The model will be just like Eastdil’s: pure capital markets advice; no leasing. So that’s investment sales, debt advisory, corporate finance. More hires and moves by HFF associates are planned, in due course.
It is true that the timing for this expansion doesn’t look as clever as – with hindsight – rival Eastdil’s did. Eastdil snuck into Europe under the radar after the financial crisis and initially had two people at Canary Wharf. The London-based team went from nowhere in 2011 to 50 now, benefitting from a rewarding time in European real estate when there has been capital for the highest-quality buildings through to NPLs and everything in between. However, HFF is presumably committing for the long term.
Eastdil’s success must be particularly annoying for the biggest full-service firms like CBRE, JLL, Cushmans and Savills, who partly sell their businesses on the fact they have spent the last 20 years developing wide and deep pan-European networks and expertise in every sector.
Their US competitor does not have that level of local market knowledge. Privately, the established firms gripe that on joint investment instructions they do all the legwork while Eastdil shares the glory, and fee.
Yet clients keep hiring the US firm. You might have thought that this year would be the one when Eastdil wobbled, due to fewer pan-European or very large deals than in 2013-15, and with the slowdown in the UK, the region’s biggest property market.

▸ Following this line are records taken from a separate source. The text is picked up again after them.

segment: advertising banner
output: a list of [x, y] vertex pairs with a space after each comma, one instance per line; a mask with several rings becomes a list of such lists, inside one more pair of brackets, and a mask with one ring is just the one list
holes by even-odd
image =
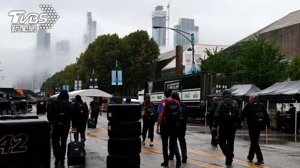
[[112, 85], [115, 85], [117, 84], [116, 80], [116, 71], [112, 71]]
[[90, 77], [90, 88], [93, 88], [94, 87], [93, 85], [93, 77]]
[[185, 74], [190, 74], [192, 72], [192, 58], [191, 54], [184, 54], [184, 64], [185, 64]]
[[195, 73], [201, 72], [201, 68], [199, 66], [201, 65], [202, 56], [201, 54], [195, 55]]
[[118, 85], [122, 85], [122, 71], [118, 71]]
[[74, 90], [78, 90], [78, 86], [77, 85], [78, 84], [78, 81], [75, 80], [75, 82], [74, 82]]
[[98, 88], [98, 77], [94, 77], [94, 88]]
[[81, 90], [81, 81], [78, 81], [78, 90]]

But look at the mandates. It’s not just the relationship they have with Blackstone, which led to advising on the finance for acquiring Dublin regional mall Blanchardstown (for the second time and after also selling it to Blackstone for €950 million for Green Property) or the recent appointment alongside Goldman Sachs to advise on the exit strategy for €13 billion Logicor.
To name a few, there was: the €2.4 billion sale/€1.4 billion refinancing of pan-European logistics company P3; NAMA’s last very large NPL portfolio Project Gem; a €1 billion refinancing for Invesco Real Estate’s pan-European core property fund; selling Xanadu shopping centre, the biggest in Spain in 2016.
Does this suggest there’s still something that the firms here first are not doing right? Are they too siloed? Too slow? Is their message too complicated? Eastdil’s and HFF’s are very simple.
A new year’s resolution for management at their incumbent rivals might be to study what the two US firms are getting right. Before more of their clients welcome the latest ‘arriviste’, with open arms.